Introduction to python reset_index()
The reset_index()
function in pandas is a tool for resetting the index of a DataFrame to a default integer index, which is 0, 1, 2, ..., n (where n is the length of the DataFrame - 1).
Indexes in pandas are the labels for rows. They are essentially a 'name' given to each row. They can be numbers, dates, times, or even strings. The index of a DataFrame provides a unique identifier for each row.
However, in the process of data manipulation (like group by operations, sorting, slicing, merging, concatenating, etc.), these indexes can become disordered, or maybe the existing index isn't suitable for a particular analysis. This is when reset_index()
comes into play.
By default, reset_index()
transforms the index into a new column in the DataFrame and creates a new index with default integer values. This is particularly useful when the index needs to be treated as a regular column, or when the index is meaningless and needs to be reset to the default before a new one is set.
import pandas as pd
# Creating a DataFrame
df = pd.DataFrame({"A": [1, 2, 3]}, index=['x', 'y', 'z'])
print(df)
# Output:
# A
# x 1
# y 2
# z 3
# Resetting the index
df_reset = df.reset_index()
print(df_reset)
# Output:
# index A
# 0 x 1
# 1 y 2
# 2 z 3
In this example, reset_index()
moves the index (x, y, z) into a new column named 'index', and creates a new integer index.
Syntax and Parameters
The reset_index()
function in pandas is used to reset the index of a DataFrame or Series. The syntax of the function is:
DataFrame.reset_index(level=None, drop=False, inplace=False, col_level=0, col_fill='')
The function takes the following parameters:
- level: This parameter is used when you have a DataFrame with MultiIndex (hierarchical index). You can specify which levels you want to reset. The
level
can be int, str, tuple, or list. Default is None, which means to reset all levels. - drop: This is a boolean parameter. If you set
drop=True
, the function will not insert the old index as a new column in the DataFrame; it will simply remove it, and a default numbered index will be set. This is useful when you don't want to keep the index values. By default, it is set to False. - inplace: Another boolean parameter, when set to True, the function will not return a new DataFrame, but it will reset the index of the original DataFrame in place.
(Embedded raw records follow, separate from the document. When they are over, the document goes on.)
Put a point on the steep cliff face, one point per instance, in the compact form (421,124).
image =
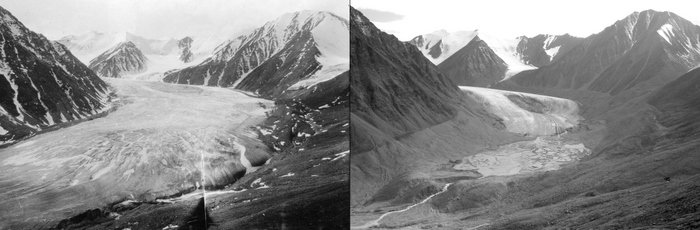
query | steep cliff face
(394,87)
(405,116)
(543,49)
(139,57)
(123,59)
(644,50)
(440,45)
(296,47)
(42,83)
(185,46)
(474,65)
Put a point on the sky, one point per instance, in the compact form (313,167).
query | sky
(408,18)
(158,19)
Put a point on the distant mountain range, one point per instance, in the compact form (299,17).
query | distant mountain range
(491,58)
(154,56)
(295,51)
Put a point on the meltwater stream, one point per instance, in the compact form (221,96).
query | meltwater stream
(376,222)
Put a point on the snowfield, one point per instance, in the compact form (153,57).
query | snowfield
(151,146)
(527,113)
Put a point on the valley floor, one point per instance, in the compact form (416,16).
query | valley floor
(157,143)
By default, it is set to False, which means the function does return a new DataFrame.
- col_level: This is used when you have a DataFrame with MultiIndex columns. It specifies the level(s) to which the new column(s) (created when
drop=False
) will be added. If the columns have multiple levels, you can specify at which level the new column should be inserted. By default, it is 0, which means to insert into the first level. - col_fill: This parameter is also for MultiIndex columns. If the columns have multiple levels, the new index level(s) is (are) created under the new column(s). If the new index level(s) do not have a name, you can specify one using
col_fill
.
Some Practical Examples
Example-1: Change column name
In this example, the current index is reset by calling reset_index()
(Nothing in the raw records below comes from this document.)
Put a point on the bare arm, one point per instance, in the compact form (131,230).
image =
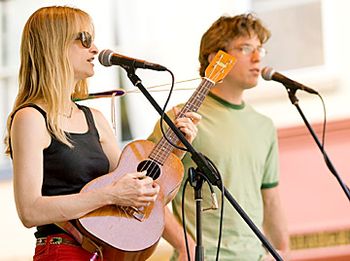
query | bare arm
(29,137)
(275,223)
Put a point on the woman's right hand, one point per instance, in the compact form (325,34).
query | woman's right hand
(133,189)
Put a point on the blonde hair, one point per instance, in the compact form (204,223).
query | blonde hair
(226,29)
(45,73)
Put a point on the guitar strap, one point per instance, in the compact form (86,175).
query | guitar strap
(85,242)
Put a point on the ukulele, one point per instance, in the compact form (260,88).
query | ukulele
(129,233)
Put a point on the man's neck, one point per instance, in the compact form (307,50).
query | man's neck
(228,93)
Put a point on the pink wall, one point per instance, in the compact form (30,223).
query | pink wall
(317,208)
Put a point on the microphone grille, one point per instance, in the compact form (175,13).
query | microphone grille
(267,73)
(105,57)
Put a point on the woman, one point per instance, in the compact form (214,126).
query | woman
(56,145)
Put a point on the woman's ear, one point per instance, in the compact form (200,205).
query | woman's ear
(211,57)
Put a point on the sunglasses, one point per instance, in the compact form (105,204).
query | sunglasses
(85,39)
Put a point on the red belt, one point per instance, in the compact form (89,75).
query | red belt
(41,241)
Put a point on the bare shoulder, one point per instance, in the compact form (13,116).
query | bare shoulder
(28,116)
(29,124)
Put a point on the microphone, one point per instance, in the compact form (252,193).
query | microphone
(108,58)
(106,94)
(270,74)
and the resulting DataFrame has a column named 'index' which holds the old index values. Then the rename()
function is used to rename the 'index
' column to 'original_index
'.
import pandas as pd
# Create a sample DataFrame
df = pd.DataFrame({'A': [1, 2, 3], 'B': [4, 5, 6], 'C': [7, 8, 9]}, index=['a', 'b', 'c'])
# Reset the index
df = df.reset_index()
# Rename the 'index' column to 'original_index'
df = df.rename(columns={'index': 'original_index'})
# Print the DataFrame
print(df)
# original_index A B C
# 0 a 1 4 7
# 1 b 2 5 8
# 2 c 3 6 9
Example-2: Start the index at 1
By default, when you reset the index of a DataFrame in Pandas using the reset_index()
function, the new index starts at 0. If you want the new index to start at 1, you can use the rename()
function to change the index values after resetting the index.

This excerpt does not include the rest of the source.